Every theatergoer with a penchant for the boy-next-door type who gets the girl while finding himself in the process needs to see Adam Kantor’s performance as Motel Kamzoil in the revival of Fiddler on the Roof. This isn’t Kantor’s first memorable performance, he’s previously played Jamie in The Last Five Years, Mark in Rent, and Henry in Next To Normal, but playing Motel is an endeavor that has hit close to home for Kantor.
Kantor grew up Jewish and has a long-standing connection to Fiddler. This past summer he lived out one of his other passions and traveled to Eastern Europe to prepare for his role. He visited Ukraine, Belarus, Lithuania, and Latvia for three weeks to find connections to not only the land of his people, but to that of Fiddler’s original creator, Sholem Aleichem. When asked about what his favorite stops on the trip, Kantor told Stage Door Dish, “It’s too difficult to narrow down. It was pretty special visiting the house outside Kiev where Sholem Aleichem lived and bought his dairy from Tevye, and where he created these iconic characters.” He added, “Before the Ukraine excursion, witnessing the staggeringly beautiful and hauntingly striking fortress synagogue in Bykhov was unforgettable.”
Kantor’s Fiddler experience had a significant impact on both his professional and personal life. “Motel has taught me more than any other role about what it means American, to be a descendant of immigrants, and it’s very nice to now be playing a devoted husband and father, as I aspire to be both one day in my life,” Kantor said.
Motel is the type of character everyone has been able to relate to at some point in their life. He’s not quite fully grown into himself, carrying larger-than-life dreams that seem unreachable. When asked which of Motel’s traits he would carry with him after the show, Kantor said, “I hope I’ll carry Motel’s superhero-like ability to transcend his inner-demons, to override even the most profound sense of self-doubt, to barrel past the nay-sayers and come out a winner. I hope I’ll carry Motel’s reverence for love above all else.”

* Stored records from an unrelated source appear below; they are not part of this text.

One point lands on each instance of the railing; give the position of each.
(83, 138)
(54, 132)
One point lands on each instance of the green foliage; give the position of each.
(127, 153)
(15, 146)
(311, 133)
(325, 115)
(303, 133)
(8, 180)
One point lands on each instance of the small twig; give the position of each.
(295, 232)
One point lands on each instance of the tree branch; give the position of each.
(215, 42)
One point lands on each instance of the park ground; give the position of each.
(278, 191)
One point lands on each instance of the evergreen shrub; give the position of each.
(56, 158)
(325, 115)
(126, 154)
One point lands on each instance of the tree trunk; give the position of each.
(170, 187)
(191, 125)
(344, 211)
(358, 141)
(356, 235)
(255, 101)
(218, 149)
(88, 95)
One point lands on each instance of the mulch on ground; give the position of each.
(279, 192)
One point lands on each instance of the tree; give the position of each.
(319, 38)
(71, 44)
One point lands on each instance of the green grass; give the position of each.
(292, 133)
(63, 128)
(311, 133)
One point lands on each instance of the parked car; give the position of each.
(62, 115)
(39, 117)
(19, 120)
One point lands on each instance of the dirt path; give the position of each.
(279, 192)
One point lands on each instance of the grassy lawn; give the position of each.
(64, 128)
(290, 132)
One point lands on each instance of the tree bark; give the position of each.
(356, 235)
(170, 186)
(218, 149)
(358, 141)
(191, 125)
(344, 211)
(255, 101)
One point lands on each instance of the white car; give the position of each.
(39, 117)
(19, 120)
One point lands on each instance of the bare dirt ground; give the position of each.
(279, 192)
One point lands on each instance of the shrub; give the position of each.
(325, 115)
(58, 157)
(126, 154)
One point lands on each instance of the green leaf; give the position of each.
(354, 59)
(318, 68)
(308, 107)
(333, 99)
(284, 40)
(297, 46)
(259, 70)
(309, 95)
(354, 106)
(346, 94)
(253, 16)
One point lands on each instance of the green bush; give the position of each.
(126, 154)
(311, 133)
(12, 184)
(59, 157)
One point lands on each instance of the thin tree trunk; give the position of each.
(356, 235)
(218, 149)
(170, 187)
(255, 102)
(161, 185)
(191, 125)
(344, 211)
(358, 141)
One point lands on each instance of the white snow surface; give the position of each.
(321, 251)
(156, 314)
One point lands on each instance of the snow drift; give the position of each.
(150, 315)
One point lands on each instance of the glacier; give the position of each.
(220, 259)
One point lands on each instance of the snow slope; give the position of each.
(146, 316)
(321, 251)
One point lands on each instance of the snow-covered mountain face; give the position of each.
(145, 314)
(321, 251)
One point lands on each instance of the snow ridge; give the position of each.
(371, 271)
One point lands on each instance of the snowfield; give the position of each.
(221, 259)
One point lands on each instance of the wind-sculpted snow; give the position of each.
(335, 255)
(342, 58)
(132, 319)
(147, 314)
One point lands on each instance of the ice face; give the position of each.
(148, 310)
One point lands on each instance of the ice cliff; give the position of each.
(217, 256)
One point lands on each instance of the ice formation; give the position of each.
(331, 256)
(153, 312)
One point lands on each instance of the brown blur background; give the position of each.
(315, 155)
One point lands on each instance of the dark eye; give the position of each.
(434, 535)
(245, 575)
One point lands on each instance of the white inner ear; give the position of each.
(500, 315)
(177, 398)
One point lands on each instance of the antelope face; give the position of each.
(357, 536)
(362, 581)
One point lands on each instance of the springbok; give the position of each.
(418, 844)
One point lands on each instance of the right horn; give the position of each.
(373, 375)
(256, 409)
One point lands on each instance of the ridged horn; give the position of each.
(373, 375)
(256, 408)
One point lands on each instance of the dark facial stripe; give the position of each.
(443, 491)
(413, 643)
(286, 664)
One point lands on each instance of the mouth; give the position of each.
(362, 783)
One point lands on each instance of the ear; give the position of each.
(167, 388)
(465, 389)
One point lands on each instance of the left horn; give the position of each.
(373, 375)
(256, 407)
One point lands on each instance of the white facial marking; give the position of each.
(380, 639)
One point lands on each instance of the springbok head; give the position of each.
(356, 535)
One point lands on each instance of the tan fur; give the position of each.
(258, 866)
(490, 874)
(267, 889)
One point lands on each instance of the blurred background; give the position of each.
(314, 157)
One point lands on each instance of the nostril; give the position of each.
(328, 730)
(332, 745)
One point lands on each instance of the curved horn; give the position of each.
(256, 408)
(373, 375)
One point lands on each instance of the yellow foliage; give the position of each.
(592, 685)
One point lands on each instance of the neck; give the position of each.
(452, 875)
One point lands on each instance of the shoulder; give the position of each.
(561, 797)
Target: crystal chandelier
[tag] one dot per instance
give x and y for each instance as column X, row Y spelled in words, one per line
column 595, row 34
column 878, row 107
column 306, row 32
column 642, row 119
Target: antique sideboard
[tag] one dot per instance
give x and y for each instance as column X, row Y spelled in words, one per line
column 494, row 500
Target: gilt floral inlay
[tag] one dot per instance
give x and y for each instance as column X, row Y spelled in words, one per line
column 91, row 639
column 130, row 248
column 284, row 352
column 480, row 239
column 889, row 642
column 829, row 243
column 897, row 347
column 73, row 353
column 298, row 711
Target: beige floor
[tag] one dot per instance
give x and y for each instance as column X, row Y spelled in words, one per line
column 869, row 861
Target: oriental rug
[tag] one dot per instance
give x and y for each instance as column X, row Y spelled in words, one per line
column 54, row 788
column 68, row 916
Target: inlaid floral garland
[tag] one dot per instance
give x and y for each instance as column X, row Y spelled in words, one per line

This isn’t the first time Kantor has played a husband, though Jamie and Cathy are quite a different couple from Motel and Tzeitel. While Motel is a loving, respectable provider, Jamie has been described as a womanizer, cheat, and egomaniac. However, Kantor is quick to defend his character. “As an actor, you are your character’s highest defendant,” Kantor prefaced. “So, in Jamie’s defense, I don’t think he’s inherently a bad husband. I think he loved Cathy deeply, but their foundation was cracked. They fundamentally weren’t meant to be. His sleeping with another woman was not the reason their marriage ended; it was simply the byproduct of a deeply fractured relationship. I’ve learned through both roles the importance of compromise and devotion.”
Love is the one thing Motel is sure about. He defies tradition – and six-time Tony nominee Danny Burstein‘s Tevye – for his beloved Tzeitel, played by the lovely and talented Alexandra Silber. Anyone who follows either actor on social media can see that they are not only great friends, but also share an engaging chemistry. Kantor recalled a couple of his most cherished memories with Silber.
“I’ll give my top two, which both involve music and dancing,” Kantor said. “One was towards the beginning of rehearsal – a night of Klezmer music at Eldridge Street Synagogue. And the other was just last week – a private dance party of just the two of us alone in a gym studio, creating full on theatre-dance pieces with yoga props.”
The secret to Kantor’s success and wonderful attitude toward life may lie in the one simple and poignant piece of advice he has retained through his years in theatre. Simply put, Kantor said, “You are enough.” Based on his engaging, witty personality and dynamic stage presence, it’s easy to argue that Kantor lives up to those words and more.